June 20 (UPI) -- A federal judge on Saturday denied the Justice Department's request to block the publication of former national security adviser John Bolton's upcoming book on his time in the White House.
D.C. District Court Judge Royce Lamberth said that though he won't prevent the book from being released, Bolton "likely jeopardized national security."
"While Bolton's unilateral conduct raises grave national security concerns, the government has not established that an injunction is appropriate remedy," the judge wrote.
"For reasons that hardly need to be stated, the court will not order nationwide seizure and destruction of a political memoir."
Though the judge ultimately ruled against the administration, President Donald Trump praised the decision.
"BIG COURT WIN against Bolton. Obviously, with the book already given out and leaked to many people and the media, nothing the highly respected Judge could have done about stopping it...BUT, strong & powerful statements & rulings on MONEY & on BREAKING CLASSIFICATION were made," Trump tweeted.

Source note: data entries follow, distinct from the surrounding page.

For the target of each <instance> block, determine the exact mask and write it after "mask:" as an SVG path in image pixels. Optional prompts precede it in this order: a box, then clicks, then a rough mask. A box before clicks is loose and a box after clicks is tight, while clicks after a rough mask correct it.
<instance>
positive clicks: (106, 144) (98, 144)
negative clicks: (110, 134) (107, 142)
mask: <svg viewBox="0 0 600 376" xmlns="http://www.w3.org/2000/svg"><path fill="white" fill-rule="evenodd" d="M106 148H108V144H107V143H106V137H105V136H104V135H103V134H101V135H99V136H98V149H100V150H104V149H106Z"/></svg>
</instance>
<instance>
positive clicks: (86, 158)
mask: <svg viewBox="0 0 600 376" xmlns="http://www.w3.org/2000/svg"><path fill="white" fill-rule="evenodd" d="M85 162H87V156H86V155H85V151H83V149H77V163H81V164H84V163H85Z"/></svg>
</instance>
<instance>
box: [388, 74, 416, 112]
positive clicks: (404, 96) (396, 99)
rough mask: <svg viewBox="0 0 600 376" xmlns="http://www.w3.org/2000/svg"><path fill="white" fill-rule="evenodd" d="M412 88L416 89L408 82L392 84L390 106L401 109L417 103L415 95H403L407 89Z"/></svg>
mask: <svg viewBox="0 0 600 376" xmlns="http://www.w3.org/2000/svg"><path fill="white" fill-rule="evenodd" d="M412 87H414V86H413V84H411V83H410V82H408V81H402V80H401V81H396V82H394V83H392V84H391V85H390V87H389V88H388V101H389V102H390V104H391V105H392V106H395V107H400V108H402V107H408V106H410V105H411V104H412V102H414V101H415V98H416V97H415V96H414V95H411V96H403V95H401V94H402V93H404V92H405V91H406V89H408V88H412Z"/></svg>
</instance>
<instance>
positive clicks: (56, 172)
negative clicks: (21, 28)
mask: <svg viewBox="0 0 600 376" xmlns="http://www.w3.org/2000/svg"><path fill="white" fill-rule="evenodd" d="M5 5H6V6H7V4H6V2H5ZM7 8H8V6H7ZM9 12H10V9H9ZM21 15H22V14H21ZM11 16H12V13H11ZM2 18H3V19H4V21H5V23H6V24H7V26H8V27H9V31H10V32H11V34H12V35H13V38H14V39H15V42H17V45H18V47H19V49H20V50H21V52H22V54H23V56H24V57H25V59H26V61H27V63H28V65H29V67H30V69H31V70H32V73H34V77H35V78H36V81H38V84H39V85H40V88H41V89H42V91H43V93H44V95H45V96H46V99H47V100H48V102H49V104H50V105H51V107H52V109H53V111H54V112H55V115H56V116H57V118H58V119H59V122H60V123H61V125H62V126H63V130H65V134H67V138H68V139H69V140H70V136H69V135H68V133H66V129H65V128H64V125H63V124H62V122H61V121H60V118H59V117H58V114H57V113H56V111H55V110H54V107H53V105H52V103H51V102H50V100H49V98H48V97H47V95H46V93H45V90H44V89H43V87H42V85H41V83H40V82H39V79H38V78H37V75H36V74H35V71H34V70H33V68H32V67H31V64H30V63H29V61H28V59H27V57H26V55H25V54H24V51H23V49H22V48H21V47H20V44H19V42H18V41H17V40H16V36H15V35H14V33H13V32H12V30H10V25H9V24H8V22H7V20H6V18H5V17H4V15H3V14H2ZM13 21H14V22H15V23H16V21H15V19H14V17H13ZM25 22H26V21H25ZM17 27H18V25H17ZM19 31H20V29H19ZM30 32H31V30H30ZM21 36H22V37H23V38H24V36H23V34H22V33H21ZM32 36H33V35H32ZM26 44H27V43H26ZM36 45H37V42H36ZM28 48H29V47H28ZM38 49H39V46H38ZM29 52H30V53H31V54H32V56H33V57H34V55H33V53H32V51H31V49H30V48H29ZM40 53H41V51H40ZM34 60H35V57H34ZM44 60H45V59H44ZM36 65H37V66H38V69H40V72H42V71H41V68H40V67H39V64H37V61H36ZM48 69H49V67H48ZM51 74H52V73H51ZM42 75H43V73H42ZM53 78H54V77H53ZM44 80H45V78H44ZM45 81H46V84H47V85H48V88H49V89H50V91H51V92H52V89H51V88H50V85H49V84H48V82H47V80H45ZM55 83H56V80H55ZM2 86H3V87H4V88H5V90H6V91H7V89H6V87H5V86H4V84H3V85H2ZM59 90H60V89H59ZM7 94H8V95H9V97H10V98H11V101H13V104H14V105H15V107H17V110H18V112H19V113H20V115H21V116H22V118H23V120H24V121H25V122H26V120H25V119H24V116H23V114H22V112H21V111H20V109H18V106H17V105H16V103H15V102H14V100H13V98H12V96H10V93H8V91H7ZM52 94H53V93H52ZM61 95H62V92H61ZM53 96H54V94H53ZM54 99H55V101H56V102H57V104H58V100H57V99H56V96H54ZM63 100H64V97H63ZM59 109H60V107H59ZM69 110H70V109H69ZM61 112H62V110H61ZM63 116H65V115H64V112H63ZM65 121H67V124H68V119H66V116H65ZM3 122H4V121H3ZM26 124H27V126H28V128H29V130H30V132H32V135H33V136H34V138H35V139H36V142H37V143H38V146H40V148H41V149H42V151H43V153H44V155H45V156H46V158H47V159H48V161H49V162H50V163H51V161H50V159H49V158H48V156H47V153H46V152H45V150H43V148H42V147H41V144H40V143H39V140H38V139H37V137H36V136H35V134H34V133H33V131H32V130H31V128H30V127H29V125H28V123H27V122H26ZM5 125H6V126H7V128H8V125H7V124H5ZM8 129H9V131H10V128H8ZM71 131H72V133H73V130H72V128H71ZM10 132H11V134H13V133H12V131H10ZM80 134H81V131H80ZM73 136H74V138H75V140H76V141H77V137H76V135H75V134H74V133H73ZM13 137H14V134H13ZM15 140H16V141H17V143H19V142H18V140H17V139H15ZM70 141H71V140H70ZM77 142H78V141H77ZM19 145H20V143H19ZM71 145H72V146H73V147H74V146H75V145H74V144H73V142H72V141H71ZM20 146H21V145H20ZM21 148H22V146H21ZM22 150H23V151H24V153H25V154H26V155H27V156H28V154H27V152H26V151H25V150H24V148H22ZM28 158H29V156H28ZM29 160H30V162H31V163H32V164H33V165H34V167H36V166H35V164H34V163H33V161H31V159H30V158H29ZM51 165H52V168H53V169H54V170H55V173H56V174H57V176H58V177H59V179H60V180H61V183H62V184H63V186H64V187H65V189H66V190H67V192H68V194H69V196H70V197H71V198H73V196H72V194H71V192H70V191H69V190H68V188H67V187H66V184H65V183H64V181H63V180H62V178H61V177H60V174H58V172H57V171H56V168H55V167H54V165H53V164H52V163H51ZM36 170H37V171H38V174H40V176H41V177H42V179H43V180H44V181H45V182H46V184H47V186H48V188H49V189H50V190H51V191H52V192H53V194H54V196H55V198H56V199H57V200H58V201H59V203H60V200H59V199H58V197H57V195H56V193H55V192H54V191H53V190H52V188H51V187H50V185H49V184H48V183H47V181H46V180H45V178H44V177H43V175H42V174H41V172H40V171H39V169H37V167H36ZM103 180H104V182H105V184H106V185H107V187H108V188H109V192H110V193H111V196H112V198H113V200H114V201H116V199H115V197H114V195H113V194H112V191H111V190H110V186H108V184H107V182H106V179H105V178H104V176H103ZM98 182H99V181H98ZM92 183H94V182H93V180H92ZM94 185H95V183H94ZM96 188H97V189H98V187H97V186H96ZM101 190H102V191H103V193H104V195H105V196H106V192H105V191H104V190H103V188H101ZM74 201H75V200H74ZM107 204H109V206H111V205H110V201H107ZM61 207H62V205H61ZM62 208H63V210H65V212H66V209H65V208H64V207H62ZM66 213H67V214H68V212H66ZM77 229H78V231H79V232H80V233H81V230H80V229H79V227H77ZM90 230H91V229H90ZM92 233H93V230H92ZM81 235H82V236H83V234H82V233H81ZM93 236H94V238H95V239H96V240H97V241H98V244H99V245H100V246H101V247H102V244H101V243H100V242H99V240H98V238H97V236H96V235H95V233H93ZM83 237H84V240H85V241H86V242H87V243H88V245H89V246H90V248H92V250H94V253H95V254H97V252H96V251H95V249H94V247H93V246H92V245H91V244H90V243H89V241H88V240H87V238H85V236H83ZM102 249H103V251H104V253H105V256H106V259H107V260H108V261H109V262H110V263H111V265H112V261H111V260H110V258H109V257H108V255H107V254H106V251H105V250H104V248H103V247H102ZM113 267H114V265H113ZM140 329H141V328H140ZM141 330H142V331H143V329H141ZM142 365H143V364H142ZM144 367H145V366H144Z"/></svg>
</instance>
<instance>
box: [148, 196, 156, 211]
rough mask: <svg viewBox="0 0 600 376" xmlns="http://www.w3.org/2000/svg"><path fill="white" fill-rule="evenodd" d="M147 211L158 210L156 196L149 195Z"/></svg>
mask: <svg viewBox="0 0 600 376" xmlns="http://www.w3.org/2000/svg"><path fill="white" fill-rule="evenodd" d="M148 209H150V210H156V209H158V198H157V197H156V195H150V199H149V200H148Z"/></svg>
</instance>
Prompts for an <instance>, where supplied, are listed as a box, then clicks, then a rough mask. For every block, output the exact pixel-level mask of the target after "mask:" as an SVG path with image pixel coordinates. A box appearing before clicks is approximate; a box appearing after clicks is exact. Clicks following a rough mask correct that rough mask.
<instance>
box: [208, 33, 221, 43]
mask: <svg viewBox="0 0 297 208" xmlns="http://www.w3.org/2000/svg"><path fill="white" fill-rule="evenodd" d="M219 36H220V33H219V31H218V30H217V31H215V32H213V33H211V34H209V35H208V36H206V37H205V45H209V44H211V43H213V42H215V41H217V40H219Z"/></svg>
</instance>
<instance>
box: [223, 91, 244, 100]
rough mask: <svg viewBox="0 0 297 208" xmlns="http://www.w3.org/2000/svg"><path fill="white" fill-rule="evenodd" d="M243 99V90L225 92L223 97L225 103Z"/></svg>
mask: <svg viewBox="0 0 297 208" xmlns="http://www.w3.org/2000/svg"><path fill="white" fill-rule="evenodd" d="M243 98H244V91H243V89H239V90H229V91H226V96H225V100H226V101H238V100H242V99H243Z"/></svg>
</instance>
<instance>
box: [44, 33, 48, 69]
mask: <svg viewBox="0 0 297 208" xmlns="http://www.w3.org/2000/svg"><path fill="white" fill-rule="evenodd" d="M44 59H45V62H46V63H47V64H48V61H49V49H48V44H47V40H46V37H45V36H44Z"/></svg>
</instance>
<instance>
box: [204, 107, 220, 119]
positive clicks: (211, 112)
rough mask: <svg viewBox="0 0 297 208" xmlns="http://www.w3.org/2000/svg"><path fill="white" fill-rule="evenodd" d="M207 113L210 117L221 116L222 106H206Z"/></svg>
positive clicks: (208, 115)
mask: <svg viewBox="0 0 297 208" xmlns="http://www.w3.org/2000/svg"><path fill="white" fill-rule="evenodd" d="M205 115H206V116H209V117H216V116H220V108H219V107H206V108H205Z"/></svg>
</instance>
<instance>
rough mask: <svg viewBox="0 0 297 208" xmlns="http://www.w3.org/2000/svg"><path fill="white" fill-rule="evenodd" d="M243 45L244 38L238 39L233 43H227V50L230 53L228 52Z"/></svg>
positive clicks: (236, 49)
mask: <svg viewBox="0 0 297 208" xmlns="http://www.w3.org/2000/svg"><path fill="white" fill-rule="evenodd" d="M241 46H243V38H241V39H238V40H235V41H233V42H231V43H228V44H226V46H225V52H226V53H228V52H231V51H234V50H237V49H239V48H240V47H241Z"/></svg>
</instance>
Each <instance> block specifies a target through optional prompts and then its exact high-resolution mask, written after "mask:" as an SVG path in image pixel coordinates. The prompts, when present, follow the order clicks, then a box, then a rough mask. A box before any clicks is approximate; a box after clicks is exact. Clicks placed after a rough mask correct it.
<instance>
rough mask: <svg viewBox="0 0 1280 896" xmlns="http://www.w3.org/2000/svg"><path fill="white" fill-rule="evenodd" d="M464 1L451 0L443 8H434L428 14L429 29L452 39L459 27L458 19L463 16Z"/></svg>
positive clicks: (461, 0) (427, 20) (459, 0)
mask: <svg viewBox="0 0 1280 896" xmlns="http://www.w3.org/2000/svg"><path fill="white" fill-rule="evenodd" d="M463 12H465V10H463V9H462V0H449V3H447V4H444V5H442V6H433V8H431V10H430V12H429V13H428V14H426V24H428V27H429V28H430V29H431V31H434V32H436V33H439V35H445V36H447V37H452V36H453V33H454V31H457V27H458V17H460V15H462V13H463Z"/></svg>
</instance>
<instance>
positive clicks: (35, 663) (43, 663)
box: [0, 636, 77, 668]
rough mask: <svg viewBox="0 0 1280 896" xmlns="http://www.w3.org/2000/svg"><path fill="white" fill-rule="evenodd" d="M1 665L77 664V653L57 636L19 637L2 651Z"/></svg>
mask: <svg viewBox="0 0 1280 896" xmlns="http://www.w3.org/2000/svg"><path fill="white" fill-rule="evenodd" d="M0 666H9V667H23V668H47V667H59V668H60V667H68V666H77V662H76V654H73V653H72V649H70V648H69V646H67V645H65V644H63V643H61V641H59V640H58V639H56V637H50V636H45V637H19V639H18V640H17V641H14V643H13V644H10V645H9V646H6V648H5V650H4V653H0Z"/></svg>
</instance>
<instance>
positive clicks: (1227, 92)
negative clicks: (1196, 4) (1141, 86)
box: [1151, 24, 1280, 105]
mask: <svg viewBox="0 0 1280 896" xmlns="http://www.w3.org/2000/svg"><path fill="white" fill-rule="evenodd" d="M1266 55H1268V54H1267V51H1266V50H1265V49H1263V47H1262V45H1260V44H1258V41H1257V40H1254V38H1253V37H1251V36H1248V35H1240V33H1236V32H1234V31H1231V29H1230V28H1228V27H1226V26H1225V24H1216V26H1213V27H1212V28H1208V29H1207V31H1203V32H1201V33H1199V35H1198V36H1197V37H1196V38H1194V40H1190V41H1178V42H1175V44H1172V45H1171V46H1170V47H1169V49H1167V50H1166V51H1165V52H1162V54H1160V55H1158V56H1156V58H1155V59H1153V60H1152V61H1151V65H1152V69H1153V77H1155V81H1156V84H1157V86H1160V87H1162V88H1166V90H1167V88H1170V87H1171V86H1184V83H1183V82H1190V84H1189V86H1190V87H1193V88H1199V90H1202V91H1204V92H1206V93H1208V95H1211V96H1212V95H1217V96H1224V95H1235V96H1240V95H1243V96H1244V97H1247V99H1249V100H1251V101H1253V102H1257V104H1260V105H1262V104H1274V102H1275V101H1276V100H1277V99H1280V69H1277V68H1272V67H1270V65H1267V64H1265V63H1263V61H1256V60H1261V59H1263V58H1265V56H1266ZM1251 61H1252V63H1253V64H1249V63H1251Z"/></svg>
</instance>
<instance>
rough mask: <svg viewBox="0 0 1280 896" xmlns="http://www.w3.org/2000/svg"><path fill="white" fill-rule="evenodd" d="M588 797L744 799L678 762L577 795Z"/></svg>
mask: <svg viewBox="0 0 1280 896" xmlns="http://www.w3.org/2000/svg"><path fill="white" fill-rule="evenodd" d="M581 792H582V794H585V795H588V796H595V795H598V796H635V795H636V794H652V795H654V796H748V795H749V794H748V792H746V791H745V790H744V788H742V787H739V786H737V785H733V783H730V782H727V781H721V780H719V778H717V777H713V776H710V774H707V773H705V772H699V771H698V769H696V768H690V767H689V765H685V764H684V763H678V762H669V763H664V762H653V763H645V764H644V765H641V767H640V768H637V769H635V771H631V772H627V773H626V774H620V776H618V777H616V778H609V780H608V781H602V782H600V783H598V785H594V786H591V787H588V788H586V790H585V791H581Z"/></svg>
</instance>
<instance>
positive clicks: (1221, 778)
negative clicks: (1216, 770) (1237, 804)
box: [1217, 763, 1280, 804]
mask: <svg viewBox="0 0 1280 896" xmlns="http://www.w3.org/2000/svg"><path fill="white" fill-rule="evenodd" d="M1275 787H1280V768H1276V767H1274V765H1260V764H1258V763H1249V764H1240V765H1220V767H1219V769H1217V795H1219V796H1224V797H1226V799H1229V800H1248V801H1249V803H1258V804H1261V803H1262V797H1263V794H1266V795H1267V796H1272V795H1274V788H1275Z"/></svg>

"Bolton broke the law and has been called out and rebuked for so doing, with a really big price to pay. He likes dropping bombs on people, and killing them. Now he will have bombs dropped on him!"
The Justice Department asked Lamberth to block the release of the book Tuesday, saying the manuscript is "rife with classified information" and a breach of his employment agreement with the White House.
Bolton served as national security adviser in Trump's White House from April 2018 until September 2019 and later announced a deal for a book discussing his time in the Trump administration
The White House sent a letter to Bolton's lawyer in January saying a preliminary review of his book found it contained "significant amounts of classified information," including some at the top-secret level, which was required to be removed before publishing.
After the White House warning, Bolton submitted the book for review by Ellen Knight, senior director for records access and information security management at the National Security Council. On April 27, she made the judgment that the revised version of the manuscript did not contain classified information, the suit states.
However, on May 2, the NSC's director for intelligence, Michael Ellis, began an additional review at the request of Robert O'Brien, who succeeded Bolton as national security adviser.
The suit states that O'Brien was "concerned that the manuscript still appeared to contain classified information, in part because the same administration the author served is still in office and the manuscript described sensitive information about ongoing foreign policy issues."
Ellis completed his initial review on June 9 and the legal adviser to the NSC sent a letter to Bolton's lawyer stating that "the manuscript still contains classified information, because, among other things, it includes information that he himself classified and designated for declassification only after the lapse of 25 years."
The suit states that publication of the book including the information cited in Ellis' review would violate the terms of Bolton's non-disclosure agreements.
Lamberth agreed that Bolton failed to get the proper government review before announcing his plans to release the book. The book, titled In the Room Where It Happened: A White House Memoir, is set to come out Tuesday.